TBR: Mothers
I get Granta because it was free with my subscription to Salon.com, but I rarely have the time to read it. But the theme of the latest issue is Mothers, so I put it in my bag to read on my commute. I’ve now read it cover to cover, and it’s left me somewhat stunned.
The issue is exclusively about Mothers as seen by their sons, or daughters, or sons-in-law, rather than about the experience of being a mother. (There’s one essay by Alexandra Fuller about her experience of being pregnant and post-partum in Zambia, but even that one isn’t really about her as a mother.) And the Mothers in the stories and memoirs seem right out of a book of archetypes — the idealized recipient of worshipful love, or the evil ogress manipulating her children, the housewife whom the children underestimated or the self-centered career woman. The writing is powerful, but the images are painful.
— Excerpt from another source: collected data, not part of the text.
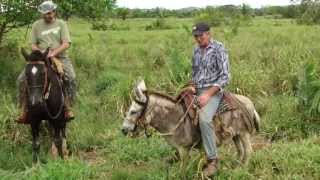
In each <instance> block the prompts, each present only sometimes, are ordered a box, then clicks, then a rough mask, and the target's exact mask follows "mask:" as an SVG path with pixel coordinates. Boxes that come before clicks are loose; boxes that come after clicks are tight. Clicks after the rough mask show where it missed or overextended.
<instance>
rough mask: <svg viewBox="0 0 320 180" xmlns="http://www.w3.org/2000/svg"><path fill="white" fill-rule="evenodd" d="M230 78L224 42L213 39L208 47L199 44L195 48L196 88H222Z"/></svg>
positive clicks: (207, 46)
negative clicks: (223, 44)
mask: <svg viewBox="0 0 320 180" xmlns="http://www.w3.org/2000/svg"><path fill="white" fill-rule="evenodd" d="M229 79H230V72H229V58H228V54H227V51H226V50H225V48H224V47H223V45H222V43H220V42H218V41H214V40H211V41H210V43H209V45H208V46H207V47H206V48H204V49H203V48H200V47H199V46H198V47H196V48H195V49H194V51H193V58H192V81H193V83H194V84H195V85H196V88H199V89H201V88H208V87H211V86H218V87H219V88H220V89H221V90H222V89H223V88H224V87H225V86H226V85H227V84H228V83H229Z"/></svg>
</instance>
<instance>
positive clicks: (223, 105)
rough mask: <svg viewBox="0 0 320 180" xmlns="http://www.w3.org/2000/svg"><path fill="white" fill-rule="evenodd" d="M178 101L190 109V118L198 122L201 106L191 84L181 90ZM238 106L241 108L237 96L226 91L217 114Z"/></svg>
mask: <svg viewBox="0 0 320 180" xmlns="http://www.w3.org/2000/svg"><path fill="white" fill-rule="evenodd" d="M177 101H178V102H182V104H183V105H184V107H185V108H186V111H188V116H189V117H190V119H192V120H193V122H194V124H197V123H198V122H197V121H198V110H199V107H198V105H196V102H195V94H193V91H192V89H191V87H190V86H188V87H185V88H183V89H182V90H181V93H180V94H179V95H178V96H177ZM237 108H239V104H238V102H237V100H236V97H234V95H233V94H232V93H230V92H227V91H224V92H223V96H222V100H221V102H220V104H219V107H218V110H217V113H216V114H217V115H219V114H222V113H224V112H226V111H231V110H235V109H237Z"/></svg>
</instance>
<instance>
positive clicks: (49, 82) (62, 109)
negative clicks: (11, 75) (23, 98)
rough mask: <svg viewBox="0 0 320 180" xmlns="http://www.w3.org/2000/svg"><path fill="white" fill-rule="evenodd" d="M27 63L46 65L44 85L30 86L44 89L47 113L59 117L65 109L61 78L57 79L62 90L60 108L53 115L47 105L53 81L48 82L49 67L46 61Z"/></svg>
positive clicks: (45, 102)
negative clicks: (64, 109)
mask: <svg viewBox="0 0 320 180" xmlns="http://www.w3.org/2000/svg"><path fill="white" fill-rule="evenodd" d="M27 64H42V65H44V73H45V78H44V79H45V80H44V85H38V86H28V88H29V89H31V88H43V89H42V98H43V99H44V101H43V102H44V103H43V105H44V108H45V110H46V112H47V115H48V116H49V118H50V119H53V120H55V119H57V118H58V117H59V116H60V115H61V113H62V110H63V105H64V94H63V89H62V84H61V82H60V80H59V79H57V81H58V84H59V87H60V90H61V92H62V93H61V94H62V95H61V104H60V106H59V110H58V112H57V114H55V115H53V114H52V113H51V112H50V110H49V108H48V105H47V99H48V98H49V94H50V89H51V82H49V83H48V67H47V66H46V63H45V62H44V61H29V62H27Z"/></svg>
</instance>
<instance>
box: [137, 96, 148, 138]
mask: <svg viewBox="0 0 320 180" xmlns="http://www.w3.org/2000/svg"><path fill="white" fill-rule="evenodd" d="M143 93H144V94H145V95H146V102H142V101H139V100H138V99H136V98H135V97H134V98H133V101H135V102H136V103H137V104H139V105H141V106H143V107H144V108H143V110H142V112H141V114H140V116H139V118H138V120H137V122H136V126H140V127H143V130H144V134H145V135H146V137H147V138H149V137H151V134H148V132H147V129H148V124H147V123H146V122H145V115H146V112H147V107H148V105H149V95H148V94H149V93H148V91H144V92H143Z"/></svg>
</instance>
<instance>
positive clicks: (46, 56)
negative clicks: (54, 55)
mask: <svg viewBox="0 0 320 180" xmlns="http://www.w3.org/2000/svg"><path fill="white" fill-rule="evenodd" d="M49 51H50V48H47V49H46V50H45V51H44V53H42V55H43V58H44V59H46V58H47V56H48V54H49Z"/></svg>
A very different vision of motherhood is offered by a coffeetable book I bought while I was pregnant with D., Jewish Mothers, by Paula Wolfson, with photographs by Lloyd Wolf. I bought it in part because it was at a reading organized by people I knew, but also because I wanted to study the pictures to see if I could find myself in them, if these were women I could imagine myself becoming, if there was an alternative to becoming the punchline to a bad joke.
Tomorrow is D’s fourth birthday. Today is the fourth anniversary of the day I spent in a hospital room, watching it get light and then dark again. After four years, I’m comfortable and generally confident in my role as his (and his brother’s) mommy, more or less adjusted to being a mother. But I’m still not ready to be The Mother, and I don’t think I ever will be.